Just how dark are leftwing protesters?

Charles Blow writes in his New York Times column today about his trip to a Dallas Tea Party. Needless to say, Mr. Blow went to the Tea Party with his racial bean counter’s cap firmly on.

I won’t bother going over the whole thing because you know where his story inevitably ends up.  I will quote his summation. 
Thursday night I saw a political minstrel show devised for the entertainment of those on the rim of obliviousness and for those engaged in the subterfuge of intolerance. I was not amused. 
For Mr. Blow, because the number of black speakers at the Tea Party did not match in ratio the number of black attendees, the whole thing was some sort of minstrel show.  Lucky for me I read another black person’s first hand account from a Tea Party in Chicago.  In this account by Shamara Riley there was a paragraph that stuck in my head. 
As the event was scheduled to go from 12:00N-1:30pm, the public plaza was also interspersed with lunchtime eaters and curious folks. A couple of vendors sold tea party-related merchandise on the periphery of the plaza, where there was also a significant police presence. Also, on the periphery was a contingent of white gay liberal counter-protesters, waving rainbow flags. As I went into the plaza, I overheard one of them say, "These f_____s are racist!" Another one held up a white sign which said, "Don't Tread Spit On Me", a play on tea party slogan to refer to the allegations that tea party activists in Washington, D.C. protesting the health care bill spit on a black U.S. Congressman. It was interesting that one of the counterprotesters was alleging racism, because the racial makeup of the counterprotesters even less diverse than the tea party crowd of 2,000-4,000 folks. 
This got me thinking, the left have been making much noise about the racial make up of the Tea Parties, but little attention is ever paid to the racial make up of their grassroots political movements. So I did a little test for myself. I first Googled images of the anti war protesters, then Code Pink protesters, and finally the much talked about Coffee Party. No surprise all of the images from these leftwing grassroots affairs are predominately white.  Just to back up what I was seeing on Google, I went to Flickr and Photobucket to search for the same things. Yep, mostly white folks in those pictures too.

Maybe Mr. Blow should start worrying about the mintrel show on his side of the political fence.


Opus #6 said...

Either way, the content of the Tea Partier's character is much more to my liking. ;-)
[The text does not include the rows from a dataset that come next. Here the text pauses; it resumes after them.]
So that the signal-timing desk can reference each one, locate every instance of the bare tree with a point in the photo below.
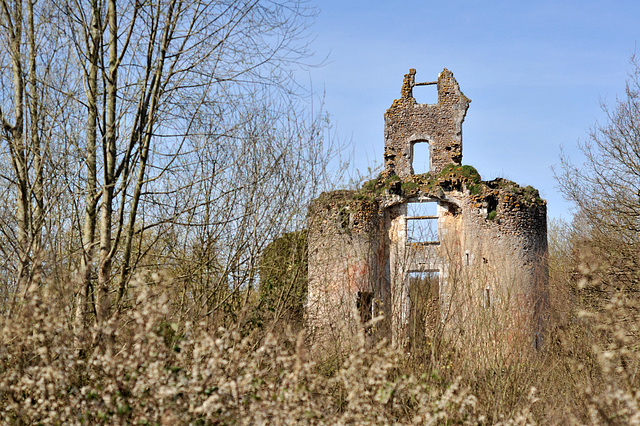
(606, 188)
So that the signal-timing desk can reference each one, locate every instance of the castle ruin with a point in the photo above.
(409, 255)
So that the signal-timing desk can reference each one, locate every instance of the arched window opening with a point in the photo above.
(422, 223)
(421, 160)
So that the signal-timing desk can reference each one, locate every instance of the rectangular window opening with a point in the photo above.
(420, 161)
(364, 303)
(424, 289)
(422, 223)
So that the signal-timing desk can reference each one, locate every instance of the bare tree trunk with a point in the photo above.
(15, 136)
(91, 199)
(106, 247)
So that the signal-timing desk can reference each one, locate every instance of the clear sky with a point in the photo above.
(536, 72)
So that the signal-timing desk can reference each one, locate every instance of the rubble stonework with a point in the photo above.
(440, 125)
(489, 254)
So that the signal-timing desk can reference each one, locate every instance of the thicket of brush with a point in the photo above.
(151, 364)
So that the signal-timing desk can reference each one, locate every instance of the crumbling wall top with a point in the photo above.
(440, 125)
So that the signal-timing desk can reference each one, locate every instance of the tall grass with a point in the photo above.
(148, 365)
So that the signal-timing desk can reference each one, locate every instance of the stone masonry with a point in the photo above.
(482, 270)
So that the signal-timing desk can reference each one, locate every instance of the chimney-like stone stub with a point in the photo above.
(440, 125)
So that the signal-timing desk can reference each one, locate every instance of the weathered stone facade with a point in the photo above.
(485, 255)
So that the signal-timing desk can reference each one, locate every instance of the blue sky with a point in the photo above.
(535, 71)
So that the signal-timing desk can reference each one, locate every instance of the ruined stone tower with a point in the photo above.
(410, 256)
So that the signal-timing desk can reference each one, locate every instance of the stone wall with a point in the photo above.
(490, 253)
(440, 125)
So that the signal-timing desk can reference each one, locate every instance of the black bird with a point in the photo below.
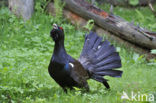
(98, 59)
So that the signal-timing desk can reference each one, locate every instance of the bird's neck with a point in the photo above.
(59, 49)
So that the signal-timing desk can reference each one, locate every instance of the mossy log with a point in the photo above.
(81, 22)
(113, 24)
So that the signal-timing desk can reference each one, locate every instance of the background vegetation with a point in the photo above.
(26, 49)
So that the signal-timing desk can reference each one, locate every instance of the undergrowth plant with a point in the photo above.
(25, 51)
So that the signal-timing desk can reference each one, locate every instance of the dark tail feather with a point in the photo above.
(100, 58)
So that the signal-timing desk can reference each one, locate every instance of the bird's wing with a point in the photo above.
(78, 73)
(99, 57)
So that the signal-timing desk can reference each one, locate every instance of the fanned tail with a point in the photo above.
(100, 58)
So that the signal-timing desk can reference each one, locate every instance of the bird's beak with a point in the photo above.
(55, 26)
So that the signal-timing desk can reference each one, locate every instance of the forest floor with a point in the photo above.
(26, 49)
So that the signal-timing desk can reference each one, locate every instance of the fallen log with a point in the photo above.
(113, 24)
(125, 3)
(81, 22)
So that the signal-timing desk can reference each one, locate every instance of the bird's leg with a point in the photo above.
(87, 87)
(106, 84)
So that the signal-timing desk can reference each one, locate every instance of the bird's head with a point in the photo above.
(57, 33)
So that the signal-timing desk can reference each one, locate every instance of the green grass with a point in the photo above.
(25, 52)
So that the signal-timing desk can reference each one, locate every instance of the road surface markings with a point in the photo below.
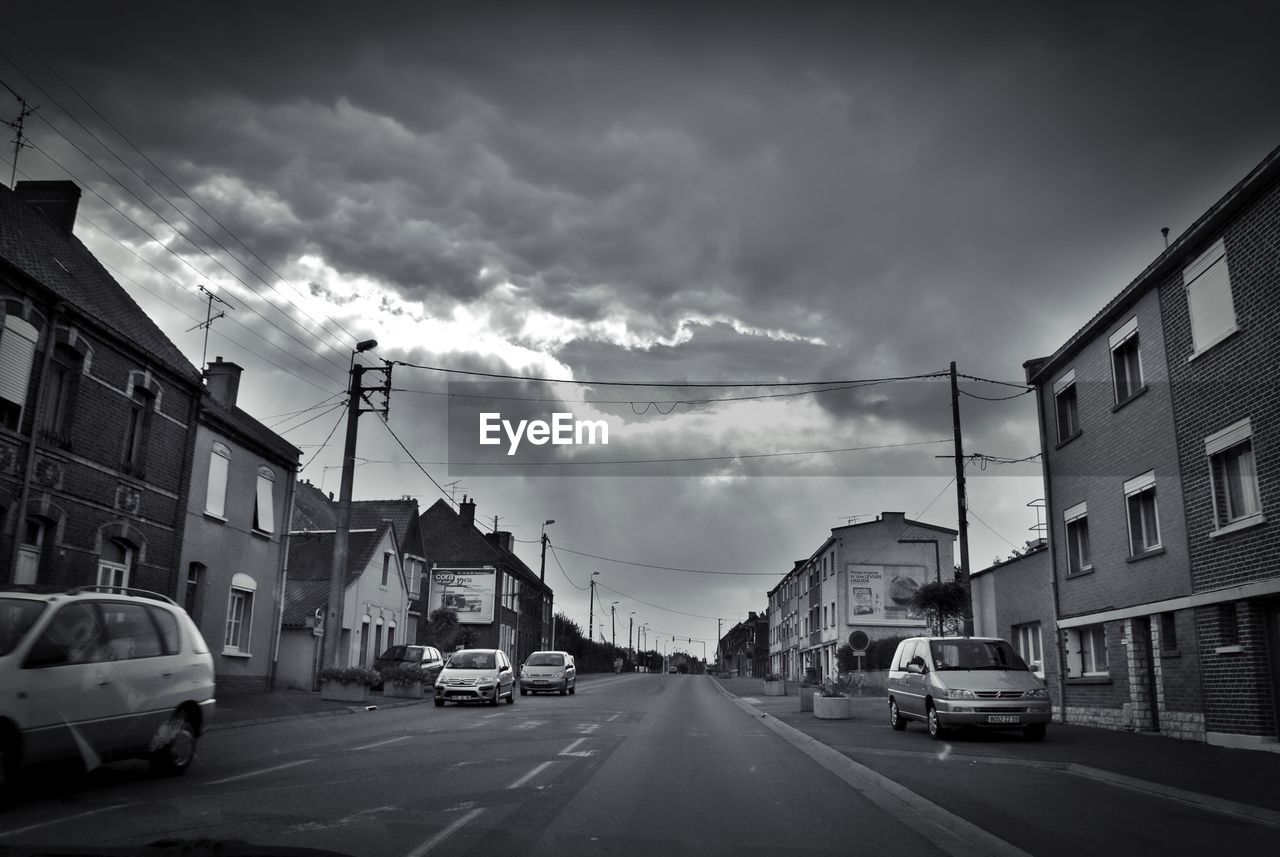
(444, 834)
(382, 743)
(64, 820)
(265, 770)
(530, 775)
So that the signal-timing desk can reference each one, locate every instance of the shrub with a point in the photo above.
(351, 676)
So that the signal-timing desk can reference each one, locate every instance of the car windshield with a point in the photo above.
(16, 618)
(472, 660)
(974, 654)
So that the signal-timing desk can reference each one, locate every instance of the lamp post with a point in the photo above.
(590, 609)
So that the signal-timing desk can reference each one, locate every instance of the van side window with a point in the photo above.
(73, 636)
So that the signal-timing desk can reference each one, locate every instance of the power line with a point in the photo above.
(671, 384)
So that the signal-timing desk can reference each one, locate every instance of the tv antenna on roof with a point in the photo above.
(209, 322)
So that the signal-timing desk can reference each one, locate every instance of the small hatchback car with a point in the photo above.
(476, 676)
(100, 673)
(548, 672)
(965, 682)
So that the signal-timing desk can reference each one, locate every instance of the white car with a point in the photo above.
(100, 673)
(548, 672)
(476, 676)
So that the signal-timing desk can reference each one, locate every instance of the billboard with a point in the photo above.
(882, 594)
(467, 591)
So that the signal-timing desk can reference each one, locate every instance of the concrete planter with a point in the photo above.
(832, 707)
(339, 692)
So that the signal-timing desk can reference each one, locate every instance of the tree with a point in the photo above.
(945, 600)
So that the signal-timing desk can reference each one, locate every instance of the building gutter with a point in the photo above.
(33, 441)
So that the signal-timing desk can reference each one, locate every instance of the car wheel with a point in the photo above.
(895, 718)
(936, 729)
(173, 746)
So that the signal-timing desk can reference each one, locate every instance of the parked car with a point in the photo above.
(476, 676)
(976, 682)
(425, 658)
(100, 673)
(548, 672)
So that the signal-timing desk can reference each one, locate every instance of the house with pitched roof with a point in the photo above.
(97, 412)
(499, 601)
(233, 558)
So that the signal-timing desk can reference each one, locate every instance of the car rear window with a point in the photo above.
(17, 615)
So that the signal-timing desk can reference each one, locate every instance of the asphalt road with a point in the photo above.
(630, 765)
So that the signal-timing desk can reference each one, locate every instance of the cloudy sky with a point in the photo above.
(652, 193)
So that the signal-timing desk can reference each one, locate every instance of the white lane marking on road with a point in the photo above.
(570, 748)
(64, 820)
(382, 743)
(530, 774)
(444, 834)
(265, 770)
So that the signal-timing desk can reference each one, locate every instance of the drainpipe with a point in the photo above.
(1052, 549)
(30, 468)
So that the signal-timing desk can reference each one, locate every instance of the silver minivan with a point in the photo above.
(981, 682)
(100, 673)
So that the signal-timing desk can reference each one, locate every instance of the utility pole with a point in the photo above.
(961, 500)
(342, 530)
(24, 110)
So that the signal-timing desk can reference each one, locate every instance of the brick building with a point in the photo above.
(97, 412)
(1160, 425)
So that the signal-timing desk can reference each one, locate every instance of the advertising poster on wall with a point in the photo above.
(466, 591)
(882, 594)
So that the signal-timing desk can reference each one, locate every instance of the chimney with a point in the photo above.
(501, 539)
(223, 381)
(55, 200)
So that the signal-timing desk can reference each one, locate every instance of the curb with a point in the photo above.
(218, 725)
(959, 837)
(1207, 802)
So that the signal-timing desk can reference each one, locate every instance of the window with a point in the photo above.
(1077, 522)
(113, 563)
(215, 493)
(1168, 632)
(60, 390)
(1087, 651)
(1228, 626)
(1125, 363)
(1066, 406)
(264, 504)
(17, 353)
(240, 615)
(1208, 298)
(1141, 505)
(30, 551)
(1027, 641)
(1234, 475)
(138, 430)
(191, 597)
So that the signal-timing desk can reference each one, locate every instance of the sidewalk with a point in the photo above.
(1233, 780)
(247, 709)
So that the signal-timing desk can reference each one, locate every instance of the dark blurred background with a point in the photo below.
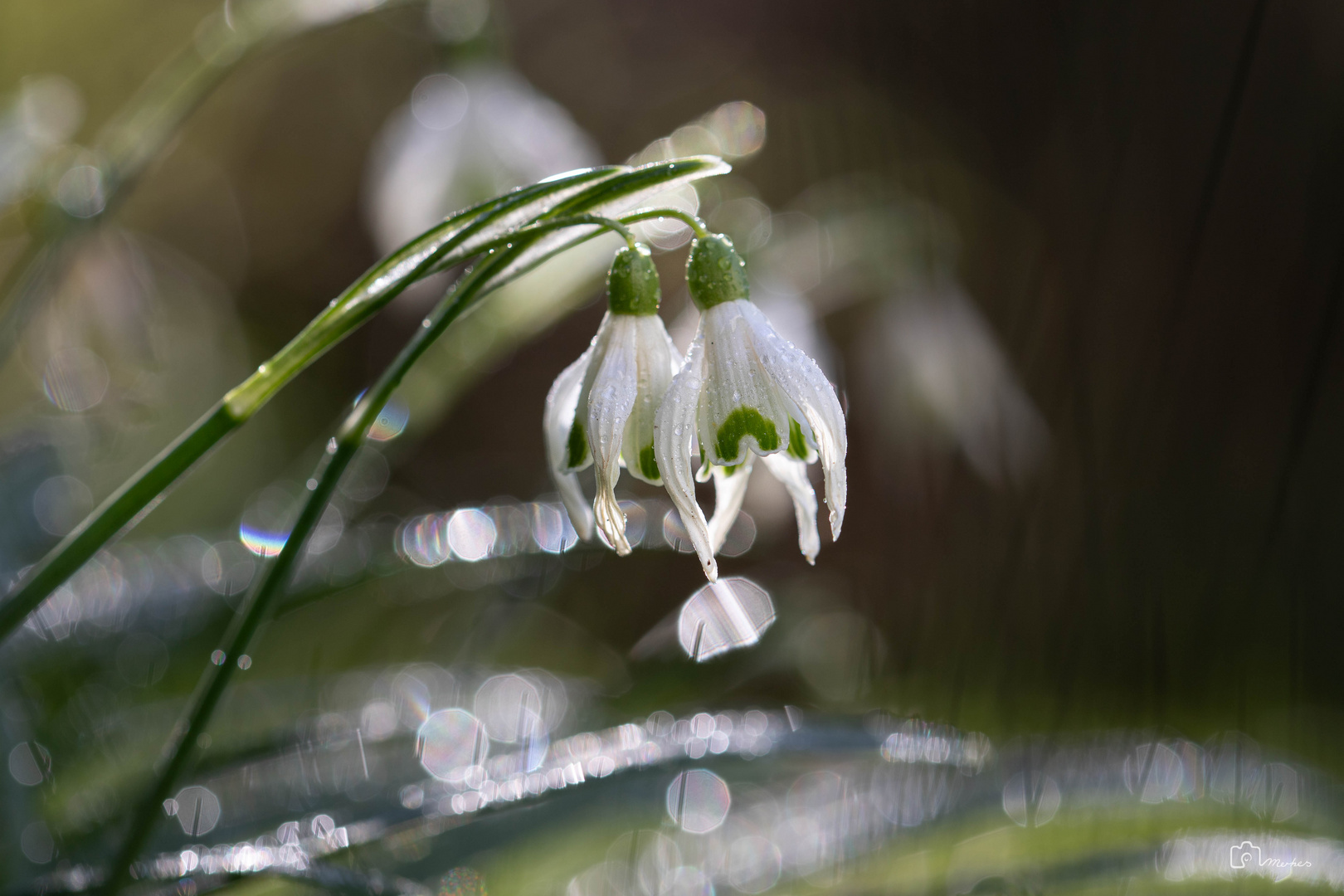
(1075, 269)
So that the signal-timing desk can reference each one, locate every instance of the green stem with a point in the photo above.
(449, 243)
(129, 143)
(140, 494)
(652, 214)
(343, 316)
(339, 455)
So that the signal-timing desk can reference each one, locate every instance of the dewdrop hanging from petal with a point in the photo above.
(745, 391)
(601, 407)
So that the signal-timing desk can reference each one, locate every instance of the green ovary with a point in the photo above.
(577, 446)
(746, 421)
(648, 464)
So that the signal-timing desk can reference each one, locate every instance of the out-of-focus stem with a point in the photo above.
(340, 451)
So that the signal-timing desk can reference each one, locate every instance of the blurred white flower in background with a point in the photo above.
(42, 117)
(465, 137)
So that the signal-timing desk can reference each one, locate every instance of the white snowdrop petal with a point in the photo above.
(728, 492)
(615, 381)
(743, 409)
(674, 430)
(656, 363)
(793, 475)
(557, 422)
(806, 387)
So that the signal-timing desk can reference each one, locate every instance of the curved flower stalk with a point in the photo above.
(601, 409)
(745, 391)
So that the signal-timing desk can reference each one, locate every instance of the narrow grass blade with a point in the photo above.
(446, 245)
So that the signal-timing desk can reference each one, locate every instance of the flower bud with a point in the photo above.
(632, 284)
(714, 271)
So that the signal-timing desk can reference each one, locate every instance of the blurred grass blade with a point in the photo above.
(611, 199)
(446, 245)
(498, 268)
(140, 130)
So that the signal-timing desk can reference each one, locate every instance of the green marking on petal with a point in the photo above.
(743, 422)
(797, 444)
(648, 464)
(577, 446)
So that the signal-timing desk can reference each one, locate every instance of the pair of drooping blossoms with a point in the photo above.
(741, 392)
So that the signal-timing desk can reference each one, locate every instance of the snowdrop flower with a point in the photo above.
(745, 391)
(601, 407)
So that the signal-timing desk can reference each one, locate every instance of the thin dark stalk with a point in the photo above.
(130, 141)
(275, 577)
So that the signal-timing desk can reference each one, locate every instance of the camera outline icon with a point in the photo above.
(1244, 850)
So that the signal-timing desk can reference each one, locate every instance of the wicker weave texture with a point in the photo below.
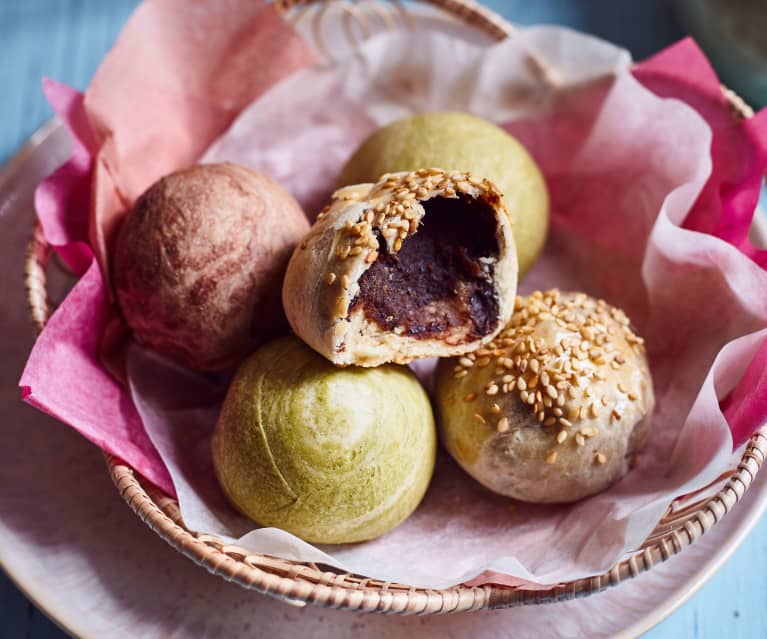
(307, 583)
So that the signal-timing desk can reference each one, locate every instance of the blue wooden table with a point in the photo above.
(65, 39)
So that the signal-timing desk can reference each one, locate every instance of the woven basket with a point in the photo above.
(308, 583)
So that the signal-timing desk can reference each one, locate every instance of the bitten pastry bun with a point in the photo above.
(332, 455)
(555, 407)
(420, 264)
(199, 260)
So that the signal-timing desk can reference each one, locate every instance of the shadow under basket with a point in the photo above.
(309, 583)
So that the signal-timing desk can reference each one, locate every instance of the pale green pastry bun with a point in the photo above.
(462, 142)
(332, 455)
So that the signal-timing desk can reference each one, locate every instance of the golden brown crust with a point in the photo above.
(202, 249)
(555, 407)
(323, 276)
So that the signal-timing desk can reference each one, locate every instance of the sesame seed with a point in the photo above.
(551, 391)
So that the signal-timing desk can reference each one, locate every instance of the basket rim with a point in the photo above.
(303, 583)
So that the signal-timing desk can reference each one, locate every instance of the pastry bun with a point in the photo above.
(420, 264)
(555, 407)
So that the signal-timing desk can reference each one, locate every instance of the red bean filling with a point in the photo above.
(436, 283)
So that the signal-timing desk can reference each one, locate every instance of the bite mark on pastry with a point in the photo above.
(420, 264)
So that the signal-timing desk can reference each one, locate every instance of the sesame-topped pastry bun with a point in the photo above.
(420, 264)
(555, 407)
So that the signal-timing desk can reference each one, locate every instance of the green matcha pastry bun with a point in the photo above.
(462, 142)
(332, 455)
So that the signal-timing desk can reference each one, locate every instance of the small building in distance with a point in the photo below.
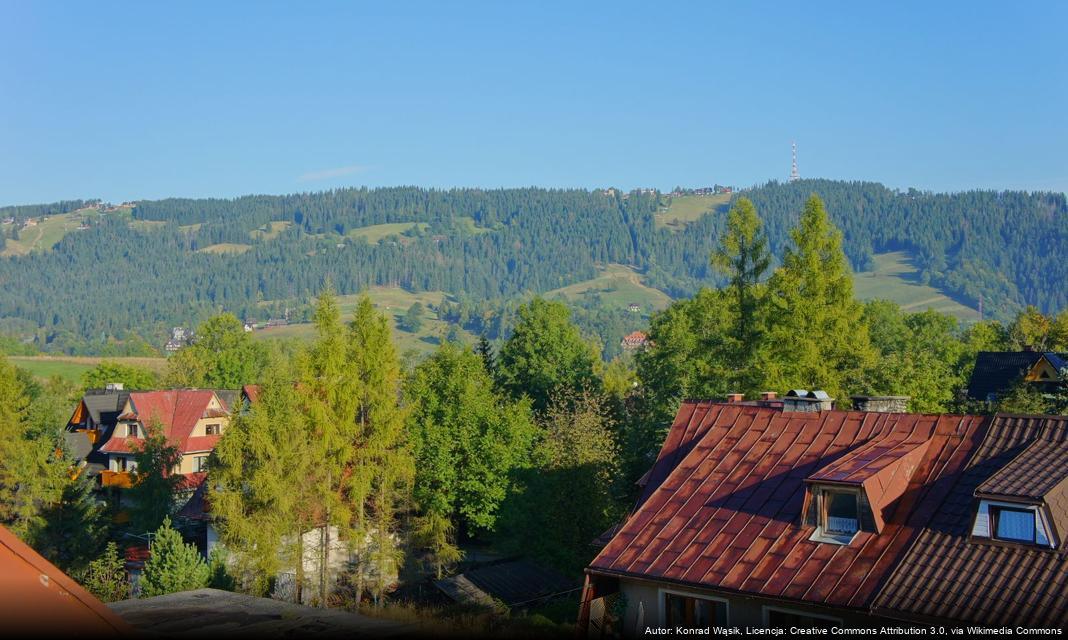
(995, 373)
(634, 341)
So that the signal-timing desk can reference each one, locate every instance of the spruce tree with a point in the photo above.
(742, 256)
(261, 497)
(815, 336)
(172, 564)
(467, 443)
(106, 577)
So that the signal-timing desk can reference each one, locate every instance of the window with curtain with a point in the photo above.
(1015, 525)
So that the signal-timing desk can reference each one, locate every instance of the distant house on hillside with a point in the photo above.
(191, 419)
(634, 340)
(179, 337)
(998, 372)
(754, 514)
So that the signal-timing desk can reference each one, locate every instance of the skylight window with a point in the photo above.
(842, 516)
(1012, 523)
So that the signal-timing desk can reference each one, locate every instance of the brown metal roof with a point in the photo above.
(946, 575)
(1039, 469)
(36, 598)
(722, 508)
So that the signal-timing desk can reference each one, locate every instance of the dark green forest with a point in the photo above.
(123, 278)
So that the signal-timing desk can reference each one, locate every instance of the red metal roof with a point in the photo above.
(946, 574)
(177, 411)
(722, 508)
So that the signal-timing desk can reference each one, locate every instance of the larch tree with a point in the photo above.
(260, 494)
(172, 564)
(815, 337)
(379, 471)
(32, 474)
(466, 441)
Just a conservative girl said...

We had a similiar situtation on Thursday night. We actually had a decent size crowd of counter protesters; the woman who started the coffee party lives locally. They started walking around with this huge sign that said something about the KKK, they really funny part of it was the person who was on stage at the time was Black. Deneen Borelli, I am not sure if you know who she is. It was amusing.

Hot Sam said...

I can't get over his use of the word "minstrel show."

Minstrel shows, a popular form of entertainment in the 19th century, often lampooned blacks with white actors in blackface.

The sole intent of some minstrel shows was to disparage blacks. Other minstrel shows were used by abolitionists to illustrate the abomination of slavery, even if their comedic depictions of black stereotypes would, today, be considered racist. The South even eventually banned minstrel shows.

The point is that the author of that comment intended to describe the Tea Party as a "minstrel show" without having the faintest idea what a minstrel show is. He casually threw the term around as he would with the term "racist."

Reality doesn't matter to these Orwellian Doublethinkers, only that they find comfort and commiseration.